Just 19 percent - 37 Labour MPs - display voting records of a consistently "anti-war" nature, in which they have consistently opposed wars and military interventions.
These figures show that the overwhelmingly majority of Corbyn’s detractors in the Labour Party are pro-war militants who fundamentally reject the Labour leader’s anti-war stance, and particularly his opposition to the Iraqwar.
I am the one and only
But perhaps the most shocking figure of all is with regards to whether the MPs have supported or opposed a formal investigation into the Iraq war. Shockingly, for all intents and purposes, the data confirms that 100 percent of the Labour MPs who refused to back Corbyn voted to oppose any sort of inquiry into the war.
Obviously, this figure applies only to the MPs who held office during the various parliamentary votes regarding whether an inquiry or investigation should be initiated. Out of the 100 MPs who were active in this capacity, 98 voted against an Iraq inquiry.
The two potential exceptions are an MP who was consistently absent for all voting in relation to an Iraqi inquiry, and another MP, Roger Godsiff, who despite first voting against an Iraq investigation, later voted in support of the process that led to the Chilcot inquiry.
Godsiff is the only MP refusing to back Corbyn who effectively voted in support of the Chilcot inquiry.
If Godsiff’s previous votes against an inquiry are therefore ignored, this means that 99 percent of the anti-Corbyn Labour MPs who voted on Chilcot were vehemently opposed to the inquiry, indeed any inquiry, from the beginning.
The 99 percent - against accountability for war
By any standard, this staggering figure provides a clear statistical basis to infer a direct correlation between opposition to the Chilcot inquiry, and antipathy toward Corbyn in the Labour Party.
Far from being a mere matter of speculation and innuendo, the data provide a strong basis to conclude that the imminent launch of the Chilcot report was at least one of the prominent factors in motivating these MPs to begin mobilising against Corbyn.
His staunch opposition to the Iraq war, and ongoing refusal to rule out calling for Tony Blair to face war crimes charges, has played a key role in reinforcing divisions within the Labour Party over issues such as war and military policy.

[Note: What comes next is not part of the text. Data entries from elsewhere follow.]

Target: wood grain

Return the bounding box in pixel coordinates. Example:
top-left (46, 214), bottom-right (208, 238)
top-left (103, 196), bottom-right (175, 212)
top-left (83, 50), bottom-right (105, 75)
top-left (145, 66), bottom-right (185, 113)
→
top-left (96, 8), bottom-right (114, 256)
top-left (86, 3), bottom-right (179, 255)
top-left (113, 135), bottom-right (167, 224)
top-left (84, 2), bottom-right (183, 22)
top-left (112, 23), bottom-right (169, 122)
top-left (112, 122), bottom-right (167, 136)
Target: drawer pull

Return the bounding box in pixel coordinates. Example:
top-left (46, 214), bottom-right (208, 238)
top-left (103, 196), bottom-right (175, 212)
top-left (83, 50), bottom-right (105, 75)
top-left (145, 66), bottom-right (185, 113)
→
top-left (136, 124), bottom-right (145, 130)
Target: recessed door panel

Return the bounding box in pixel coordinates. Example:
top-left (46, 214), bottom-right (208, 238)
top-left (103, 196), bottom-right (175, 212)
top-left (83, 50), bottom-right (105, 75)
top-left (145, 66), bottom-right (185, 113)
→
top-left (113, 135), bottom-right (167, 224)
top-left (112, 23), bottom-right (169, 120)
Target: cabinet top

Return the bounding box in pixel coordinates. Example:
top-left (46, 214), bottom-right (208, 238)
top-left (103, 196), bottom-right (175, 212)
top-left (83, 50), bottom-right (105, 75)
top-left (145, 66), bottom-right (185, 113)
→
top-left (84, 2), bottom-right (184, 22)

The EU referendum, which saw 63 percent of Labour voters back Remain – just 1 percent less than the SNP – raises the question of whether Corbyn’s EU campaigning was really the prime factor in the decision to mobilise against him.
Even Angela Eagle, who has been touted as a potential Labour leader contender, admitted shortly before the referendum – and contrary to her later criticisms of Corbyn:
“Jeremy is up and down the country, pursuing an itinerary that would make a 25-year-old tired, he has not stopped.”
If the EU referendum was not the issue, this analysis suggests that Corbyn’s strong positions on British foreign policy were a far bigger factor in the PLP’s concerns about his ongoing leadership of the party.